Sağlıkta şiddet son bulana kadar mücadeleye devam edeceklerini dile getiren Kaynak, “2003’ten beri ülkemizde Sağlıkta Dönüşüm Programı ile had safhaya ulaşan piyasacı; halk sağlığını ve hekimleri/sağlık emekçilerini yok sayan, değersizleştiren sağlık politikalarının şiddeti daha çok artıracağını söyledik ve sağlıkta şiddet nedeniyle 1988’de kaybettiğimiz Dr. Edip Uğurcan Kürklü dışındaki tüm meslektaşlarımızı ne yazık ki yaratılan tüketici sağlık politikalarının hızla bizleri de tükettiği son 20 sene içerisinde kaybettik” diye konuştu.
Dr. Fikret Hacıosman’ın ölümünün ardından da sağlıkta şiddete karşı etkili önlemler için yüzlerce defa çağrı yapıldığını hatırlatan Kaynak, “Ancak çağrılarımıza kulak verilmemesi sonucunda her gün ama her gün Türkiye’nin farklı şehirlerinden akıl almaz şiddet olayları duymaya devam ettik" dedi.

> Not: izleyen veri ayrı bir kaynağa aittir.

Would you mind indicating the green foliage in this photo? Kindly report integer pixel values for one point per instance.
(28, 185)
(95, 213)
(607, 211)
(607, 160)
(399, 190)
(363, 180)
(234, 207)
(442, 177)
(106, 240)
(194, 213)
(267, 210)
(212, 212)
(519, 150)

“BU SİSTEMİ HEP BİRLİKTE DEĞİŞTİRELİM”
Artık kaygıyla çalışmak istemediklerini söyleyen Kaynak, “Bir kere daha yaşatmak isterken ölmek istemiyoruz. Bu nedenle başlattığımız eylem sürecinde topluma çağrımızdır; Sağlıkta yaşadığınız sorunların sorumlusu ne hekimler ne de sağlık çalışanlarıdır. Randevu bulamamanızın, 5 dakikada muayeneye mecbur bırakılmanızın, eczanelerde kalem kalem ödeme yapmanızın, hastanelere ulaşamamanızın ve diğer bütün sorunlarınızın sorumlusu bu sağlık sistemidir. Gelin bu sistemi hep birlikte değiştirelim” dedi. (İzmir/EVRENSEL)
KOCAELİ'DE HEKİMLER SAĞLIK BAKANI'NA SESLENDİ: SADECE TWEET ATMAKLA MI YETİNECEKSİNİZ?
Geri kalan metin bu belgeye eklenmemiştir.